Originally published in: "Neural Network Prediction of Translation Initiation Sites in Eukaryotes: Perspectives for EST and Genome Analysis". Proceedings of 5th International Conference on Intelligent Systems for Molecular Biology, 226-233, 1997.
# Instances: 13375
# Attributes: 927
# Classes: 2 (positive v.s. negative)
Raw Data Source:
Annotated vertebrates sequences
Extracted Samples:
Positive samples,
negative samples
ARFF-Formatted:
In-frame 3-grams
Description: The original data consists of a selected set of vertebrates genomic sequences extracted from GenBank. It is used to find the Translation Initiation Site (TIS), at which the translation from mRNA to proteins initiates. Since only those sequences with an annotated TIS are included in the data set, a classification model can be built to distinguish true (positive) TIS and false (negative) TIS. As the data set is processed DNA, the TIS site is ATG. In total, there are 3312 sequences (i.e. 3312 true ATGs).
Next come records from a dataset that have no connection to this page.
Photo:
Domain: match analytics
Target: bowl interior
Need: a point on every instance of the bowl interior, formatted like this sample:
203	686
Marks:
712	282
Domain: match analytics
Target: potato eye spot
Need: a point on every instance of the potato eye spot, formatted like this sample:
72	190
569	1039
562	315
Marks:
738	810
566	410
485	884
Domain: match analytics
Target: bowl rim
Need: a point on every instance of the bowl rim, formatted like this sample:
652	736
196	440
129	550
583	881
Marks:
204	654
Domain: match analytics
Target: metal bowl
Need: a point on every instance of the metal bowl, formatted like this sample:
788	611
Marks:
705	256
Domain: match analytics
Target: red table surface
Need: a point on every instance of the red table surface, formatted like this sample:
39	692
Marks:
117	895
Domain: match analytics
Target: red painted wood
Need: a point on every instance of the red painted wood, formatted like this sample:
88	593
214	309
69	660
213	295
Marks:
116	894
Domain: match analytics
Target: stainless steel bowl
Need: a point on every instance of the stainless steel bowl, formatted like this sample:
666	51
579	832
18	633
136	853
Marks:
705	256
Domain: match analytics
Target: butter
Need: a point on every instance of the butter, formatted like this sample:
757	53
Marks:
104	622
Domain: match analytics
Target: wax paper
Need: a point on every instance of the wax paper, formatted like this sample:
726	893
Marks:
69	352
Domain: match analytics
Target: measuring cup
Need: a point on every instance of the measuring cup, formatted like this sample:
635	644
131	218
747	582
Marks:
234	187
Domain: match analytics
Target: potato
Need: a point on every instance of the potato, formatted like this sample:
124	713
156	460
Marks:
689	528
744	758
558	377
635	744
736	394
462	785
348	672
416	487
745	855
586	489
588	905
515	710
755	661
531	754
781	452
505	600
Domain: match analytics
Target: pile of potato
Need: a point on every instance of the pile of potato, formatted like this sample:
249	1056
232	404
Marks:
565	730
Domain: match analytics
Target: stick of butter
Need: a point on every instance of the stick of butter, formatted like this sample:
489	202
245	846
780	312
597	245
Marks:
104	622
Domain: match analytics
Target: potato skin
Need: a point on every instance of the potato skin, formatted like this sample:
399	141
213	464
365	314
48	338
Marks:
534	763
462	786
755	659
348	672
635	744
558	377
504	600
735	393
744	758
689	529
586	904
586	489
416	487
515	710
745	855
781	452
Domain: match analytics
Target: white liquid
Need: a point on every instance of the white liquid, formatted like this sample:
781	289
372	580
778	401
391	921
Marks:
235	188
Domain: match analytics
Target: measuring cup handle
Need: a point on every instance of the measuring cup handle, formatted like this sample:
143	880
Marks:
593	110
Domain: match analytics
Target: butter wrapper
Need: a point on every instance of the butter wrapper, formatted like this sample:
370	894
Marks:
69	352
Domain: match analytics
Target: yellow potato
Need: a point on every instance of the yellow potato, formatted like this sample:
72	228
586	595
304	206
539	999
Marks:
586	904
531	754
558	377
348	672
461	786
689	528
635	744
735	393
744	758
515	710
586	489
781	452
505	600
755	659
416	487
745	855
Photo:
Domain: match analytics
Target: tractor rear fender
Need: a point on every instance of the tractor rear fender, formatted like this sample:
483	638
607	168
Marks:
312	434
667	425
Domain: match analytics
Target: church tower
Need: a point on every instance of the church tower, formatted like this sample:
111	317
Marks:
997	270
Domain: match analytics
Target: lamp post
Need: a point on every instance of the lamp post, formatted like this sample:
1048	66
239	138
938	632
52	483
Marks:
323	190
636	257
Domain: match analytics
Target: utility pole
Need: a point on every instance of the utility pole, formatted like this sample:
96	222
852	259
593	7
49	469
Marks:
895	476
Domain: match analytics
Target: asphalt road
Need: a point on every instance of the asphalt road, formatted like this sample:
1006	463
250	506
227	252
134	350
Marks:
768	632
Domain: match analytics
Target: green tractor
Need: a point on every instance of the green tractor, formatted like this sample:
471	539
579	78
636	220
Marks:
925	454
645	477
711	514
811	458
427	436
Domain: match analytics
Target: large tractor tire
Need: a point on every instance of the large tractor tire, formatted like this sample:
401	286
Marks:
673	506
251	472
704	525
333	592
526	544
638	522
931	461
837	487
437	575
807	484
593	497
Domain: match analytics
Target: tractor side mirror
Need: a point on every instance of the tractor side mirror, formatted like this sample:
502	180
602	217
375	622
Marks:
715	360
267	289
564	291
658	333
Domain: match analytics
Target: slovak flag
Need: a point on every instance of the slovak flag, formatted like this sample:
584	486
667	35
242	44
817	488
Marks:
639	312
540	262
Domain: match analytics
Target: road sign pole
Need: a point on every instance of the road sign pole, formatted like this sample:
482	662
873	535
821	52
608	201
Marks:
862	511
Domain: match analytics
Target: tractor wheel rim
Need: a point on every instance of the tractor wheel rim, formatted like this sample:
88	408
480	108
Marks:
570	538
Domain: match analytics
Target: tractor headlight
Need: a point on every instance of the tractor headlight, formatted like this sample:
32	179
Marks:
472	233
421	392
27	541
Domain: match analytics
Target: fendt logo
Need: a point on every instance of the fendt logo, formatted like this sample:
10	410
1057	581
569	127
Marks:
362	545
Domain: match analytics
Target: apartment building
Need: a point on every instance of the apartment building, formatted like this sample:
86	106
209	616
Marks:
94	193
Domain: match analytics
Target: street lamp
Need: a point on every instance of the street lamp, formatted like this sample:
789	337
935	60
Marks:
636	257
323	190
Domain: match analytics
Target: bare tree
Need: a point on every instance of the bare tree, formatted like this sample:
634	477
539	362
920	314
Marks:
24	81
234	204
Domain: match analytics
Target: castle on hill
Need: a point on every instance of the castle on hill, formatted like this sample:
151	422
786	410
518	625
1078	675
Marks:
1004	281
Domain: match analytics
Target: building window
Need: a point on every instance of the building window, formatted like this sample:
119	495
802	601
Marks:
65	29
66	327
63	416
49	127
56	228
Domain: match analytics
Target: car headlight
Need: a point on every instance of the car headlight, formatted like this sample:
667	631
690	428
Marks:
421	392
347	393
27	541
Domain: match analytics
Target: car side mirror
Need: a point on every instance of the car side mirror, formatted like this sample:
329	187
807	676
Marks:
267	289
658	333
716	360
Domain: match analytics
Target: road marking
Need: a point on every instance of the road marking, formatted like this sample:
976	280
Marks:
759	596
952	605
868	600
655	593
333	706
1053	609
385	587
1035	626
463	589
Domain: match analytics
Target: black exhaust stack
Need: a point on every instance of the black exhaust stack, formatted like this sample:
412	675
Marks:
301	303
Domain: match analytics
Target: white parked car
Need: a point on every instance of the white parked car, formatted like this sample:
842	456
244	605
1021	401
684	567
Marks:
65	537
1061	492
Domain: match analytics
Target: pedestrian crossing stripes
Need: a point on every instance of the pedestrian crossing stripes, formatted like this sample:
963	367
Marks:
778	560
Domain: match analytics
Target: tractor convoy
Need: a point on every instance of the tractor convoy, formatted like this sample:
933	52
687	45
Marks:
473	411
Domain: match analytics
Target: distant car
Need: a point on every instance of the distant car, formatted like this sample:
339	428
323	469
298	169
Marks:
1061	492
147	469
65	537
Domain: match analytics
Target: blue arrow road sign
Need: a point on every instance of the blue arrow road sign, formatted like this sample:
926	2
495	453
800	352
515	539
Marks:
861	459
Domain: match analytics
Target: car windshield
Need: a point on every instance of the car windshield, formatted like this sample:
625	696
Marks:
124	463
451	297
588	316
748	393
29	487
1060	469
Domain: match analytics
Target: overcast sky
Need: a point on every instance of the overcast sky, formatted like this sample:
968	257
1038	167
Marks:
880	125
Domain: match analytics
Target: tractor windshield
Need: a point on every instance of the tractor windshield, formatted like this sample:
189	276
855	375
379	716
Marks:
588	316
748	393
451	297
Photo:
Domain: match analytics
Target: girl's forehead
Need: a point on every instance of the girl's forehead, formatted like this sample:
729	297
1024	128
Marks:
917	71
There are various ways to extract sequences and build feature space. Here, we provide one approach: a window centered at each ATG, with both upstream and downstream are 99 bases long, is generated from each ATG. So there are 201 bases indicated by A, T, C and G in each window. If the portion of sequence is shorter than the window end, those bases are denoted by "N". With this strategy, we got 3312 true ATGs, 10191 false ATGs. For classification, a feature vector is generated for each such ATG segment using up-stream in-frame 3-grams and down-stream in-frame 3-grams.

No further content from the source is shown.